Appeal from an order of the Supreme Court (Cobb, J.), entered October 9, 2002 in Greene County, which, inter alia, granted a motion by defendant Pike Company, Inc. for summary judgment dismissing the complaint against it.
Plaintiff, a correction officer, commenced this action seeking to recover for injuries allegedly sustained during the construction of an addition to the Greene Correctional Facility in Greene County. Defendant Pike Company, Inc. served as the general contractor for the project, while defendants Beltrone Construction Company, Inc. and Turner Construction Company (hereinafter collectively referred to as Beltrone) were the construction managers for the project. At the time of the accident, plaintiff, who was working in a security capacity, was stationed in a trailer accessed by a free-standing aluminum staircase. When plaintiff attempted to exit the trailer, the stairs allegedly slipped away from the trailer, causing him to fall and sustain various injuries.

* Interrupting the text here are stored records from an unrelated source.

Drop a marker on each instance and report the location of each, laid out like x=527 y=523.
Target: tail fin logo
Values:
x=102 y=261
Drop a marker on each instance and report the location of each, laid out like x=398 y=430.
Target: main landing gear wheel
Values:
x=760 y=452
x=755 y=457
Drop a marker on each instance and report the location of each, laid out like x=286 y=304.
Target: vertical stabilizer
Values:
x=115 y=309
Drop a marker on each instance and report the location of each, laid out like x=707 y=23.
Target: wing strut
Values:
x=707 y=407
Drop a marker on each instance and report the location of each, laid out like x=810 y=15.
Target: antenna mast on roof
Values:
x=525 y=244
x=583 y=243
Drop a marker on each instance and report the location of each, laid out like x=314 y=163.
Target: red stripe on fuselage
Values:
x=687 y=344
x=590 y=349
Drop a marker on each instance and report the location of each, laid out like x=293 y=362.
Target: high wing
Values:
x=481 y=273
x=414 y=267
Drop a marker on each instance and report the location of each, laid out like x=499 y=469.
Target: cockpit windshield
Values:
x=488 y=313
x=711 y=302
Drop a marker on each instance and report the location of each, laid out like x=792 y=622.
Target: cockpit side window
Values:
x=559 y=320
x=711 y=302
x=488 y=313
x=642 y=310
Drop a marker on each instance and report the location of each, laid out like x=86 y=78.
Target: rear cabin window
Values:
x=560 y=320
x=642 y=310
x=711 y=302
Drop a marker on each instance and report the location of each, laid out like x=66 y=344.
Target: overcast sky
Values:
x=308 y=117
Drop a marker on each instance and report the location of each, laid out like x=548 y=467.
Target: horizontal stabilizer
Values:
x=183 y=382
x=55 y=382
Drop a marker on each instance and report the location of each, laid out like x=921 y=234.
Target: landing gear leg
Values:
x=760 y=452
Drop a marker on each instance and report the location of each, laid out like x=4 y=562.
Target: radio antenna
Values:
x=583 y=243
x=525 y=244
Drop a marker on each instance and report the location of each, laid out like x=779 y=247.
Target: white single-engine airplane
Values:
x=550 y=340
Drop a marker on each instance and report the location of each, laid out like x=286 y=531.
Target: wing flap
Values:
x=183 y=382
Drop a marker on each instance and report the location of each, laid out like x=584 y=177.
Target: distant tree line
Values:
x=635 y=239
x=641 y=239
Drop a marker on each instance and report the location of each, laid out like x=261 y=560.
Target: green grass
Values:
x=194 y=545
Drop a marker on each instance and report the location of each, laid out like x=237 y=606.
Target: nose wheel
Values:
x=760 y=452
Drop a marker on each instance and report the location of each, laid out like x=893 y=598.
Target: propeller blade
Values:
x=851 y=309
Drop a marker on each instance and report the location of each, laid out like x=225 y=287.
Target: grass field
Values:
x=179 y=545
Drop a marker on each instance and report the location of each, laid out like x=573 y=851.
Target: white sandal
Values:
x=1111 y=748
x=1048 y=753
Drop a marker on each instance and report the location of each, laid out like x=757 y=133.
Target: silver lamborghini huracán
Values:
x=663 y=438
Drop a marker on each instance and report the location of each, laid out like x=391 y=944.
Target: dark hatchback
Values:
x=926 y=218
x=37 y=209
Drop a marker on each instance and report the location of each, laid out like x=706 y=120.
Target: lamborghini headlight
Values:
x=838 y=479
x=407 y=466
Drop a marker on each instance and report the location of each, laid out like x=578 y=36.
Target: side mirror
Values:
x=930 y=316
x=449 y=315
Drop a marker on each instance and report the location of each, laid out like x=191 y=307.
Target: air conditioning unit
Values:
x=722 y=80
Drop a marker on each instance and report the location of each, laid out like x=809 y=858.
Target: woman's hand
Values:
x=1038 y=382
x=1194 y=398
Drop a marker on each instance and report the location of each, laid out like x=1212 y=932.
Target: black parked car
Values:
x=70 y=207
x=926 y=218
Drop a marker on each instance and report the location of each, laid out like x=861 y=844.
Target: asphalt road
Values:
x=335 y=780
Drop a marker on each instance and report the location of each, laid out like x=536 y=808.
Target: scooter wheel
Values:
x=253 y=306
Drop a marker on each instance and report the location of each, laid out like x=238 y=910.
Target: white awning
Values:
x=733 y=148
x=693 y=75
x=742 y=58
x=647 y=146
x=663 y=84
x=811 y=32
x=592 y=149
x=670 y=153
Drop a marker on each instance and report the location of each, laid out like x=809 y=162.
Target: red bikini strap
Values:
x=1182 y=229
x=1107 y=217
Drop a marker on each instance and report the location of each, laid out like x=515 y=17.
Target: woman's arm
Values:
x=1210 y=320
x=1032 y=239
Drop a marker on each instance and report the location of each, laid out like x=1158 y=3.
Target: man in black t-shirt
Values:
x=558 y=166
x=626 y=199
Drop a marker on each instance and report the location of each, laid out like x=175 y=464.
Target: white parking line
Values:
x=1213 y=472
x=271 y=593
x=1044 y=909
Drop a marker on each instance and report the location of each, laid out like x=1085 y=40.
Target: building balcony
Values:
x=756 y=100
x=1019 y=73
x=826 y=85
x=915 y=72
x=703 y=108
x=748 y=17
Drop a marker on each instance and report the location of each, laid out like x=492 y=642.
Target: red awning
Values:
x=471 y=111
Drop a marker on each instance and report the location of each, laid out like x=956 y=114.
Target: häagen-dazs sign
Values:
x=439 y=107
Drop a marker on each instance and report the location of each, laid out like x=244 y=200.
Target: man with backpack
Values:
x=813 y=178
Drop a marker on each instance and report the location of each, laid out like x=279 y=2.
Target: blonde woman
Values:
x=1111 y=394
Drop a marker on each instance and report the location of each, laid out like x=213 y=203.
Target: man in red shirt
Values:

Following joinder of issue and discovery, Pike moved for summary judgment dismissing the complaint against it, and Beltrone cross-moved for similar relief. Supreme Court, insofar as is relevant to the instant appeal, granted Pike’s motion and denied Beltrone’s cross motion. This appeal by Beltrone ensued.
Initially, to the extent that Beltrone seeks to appeal Supreme Court’s grant of summary judgment to Pike, we agree that Beltrone is not an aggrieved party and, hence, cannot pursue that portion of its appeal. A defendant seeking to appeal an order dismissing the complaint as against a codefendant must have a matured right or claim against such codefendant (see Blake Realty v Shiller, 87 AD2d 729 [1982]). Beltrone neither asserted a cross claim against Pike (compare Scoville v Town of Amherst, 277 AD2d 1038 [2000]) nor opposed Pike’s motion for summary judgment (see Ciaccio v Germin, 138 AD2d 664 [1988]) and, therefore, is not aggrieved by the dismissal of the complaint against Pike.
As for Supreme Court’s denial of Beltrone’s cross motion for summary judgment, we agree that questions of fact remain regarding Beltrone’s liability. Even assuming that Beltrone, as the construction manager for the project, owed no duty to plaintiff, the record nonetheless reveals that Beltrone leased the trailer in which plaintiff was stationed prior to his fall and was responsible for all maintenance associated therewith. Under such circumstances, we cannot say that Supreme Court erred in *586denying Beltrone’s motion. The remaining contentions raised by Beltrone, to the extent not specifically addressed, have been examined and found to be lacking in merit.
Mugglin, Rose, Lahtinen and Kane, JJ., concur. Ordered that the order is affirmed, with costs.